David (and readers) –

I’m going to provide some unasked for advice.

Start decluttering and selling your unused stuff NOW!

We lived in our forever home for four decades. Now we have “downsized” to a Condominium in a super walkable location.

But getting rid of our junk along with the details of buying a new place and selling our home has been a … nightmare.

And we’re still doing it.

Just a word of warning for someone not smart enough to figure that out on his own.

DrLefty
1 year ago
Reply to  Winston Smith

Totally agree. We did the same the year we turned 59. It was hard then, and I’m glad we didn’t wait longer. It was exhausting!

R Quinn
1 year ago
Reply to  Winston Smith

Been there, done that. It took us about a year to get it all resolved. No fun at all.

Winston Smith
1 year ago
Reply to  Winston Smith

Ooopssss.

Should a “word of warning from someone not smart”

(I appear to be unable to use Social Media too)

Patricia shmidheiser

What a timely article! I We live in a tiny house in the woods surrounded by McMansions.
On my walk this morning I spoke with a nice neighbor that moved from a smaller home into one of the large homes behind us. He said he sometimes felt like he needed a staff of workers to maintain the house.
Everyone uses a mow, blow, and go service. I mow an acre of gas and mulch leaves with an electric push mower, rake areas the mower can’t reach, and try to make the least amount of noise possible.

Patti’s husband

Doug Kaufman
1 year ago

Glad to hear you’re using an electric mower – me too. Our town has a law that outlaws gas blowers after 2023. That will be nice.

Linda Grady
1 year ago

Leaf blowers are the worst! Something I will never spend time or money using. Raking provides exercise and fresh air for free, minus the cost of a new rake now and then. Enough, for me, means being satisfied with a small home that still has a little guest room for the occasional overnighted, plus my recently finished basement for the grandson and friends, but more importantly, enough is the contentment I have from the good friends I can count on, family with whom I can have minor disagreements but remain on speaking terms, and a spirituality that has helped me through both sadness and joy. And, yes, David, like you, and so many HD readers and writers, I count my blessings every day.

Rick Connor
1 year ago

We have a similar noise issue in our beach town. The leaf blowers are the noisiest.

parkslope
1 year ago

Leaf blowers bother me much more than the lawn mowers. California has banned gas powered blowers beginning in 2024 (electric blowers aren’t nearly as loud and have zero emissions) and an increasing number of towns are also banning them. Not surprisingly, the landscapers are contesting these bans in court.

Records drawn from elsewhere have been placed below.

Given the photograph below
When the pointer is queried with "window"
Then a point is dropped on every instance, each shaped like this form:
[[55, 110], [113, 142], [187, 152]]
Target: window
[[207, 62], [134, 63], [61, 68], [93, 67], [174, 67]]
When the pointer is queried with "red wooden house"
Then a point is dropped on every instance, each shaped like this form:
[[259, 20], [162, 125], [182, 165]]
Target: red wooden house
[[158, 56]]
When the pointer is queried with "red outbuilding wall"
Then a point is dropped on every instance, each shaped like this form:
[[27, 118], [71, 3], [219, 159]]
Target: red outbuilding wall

Last edited 1 year ago by parkslope
Mike Gaynes
1 year ago
Reply to  parkslope

The noise pollution of gas-powered leaf blowers can no longer be heard in places like Lexington and Concord, MA and Palo Alto, CA because the voters pushed for them to be banned. My HOA refused to hire one large landscaping company because they didn’t have battery-powered leaf blowers, and we paid a bit more for one that did. It’s wonderfully quieter and well worth the additional cost.

R Quinn
1 year ago

David, Take a stroll through Rumson, Middletown or near me Essex Fells, you could put a McMansion in some of the houses in these towns – and they mostly leave their cars in the driveway 😃 They routinely rip down houses, just to build larger one on the property or in three cases I know of they ripped down a huge house next door so they could have a larger lawn.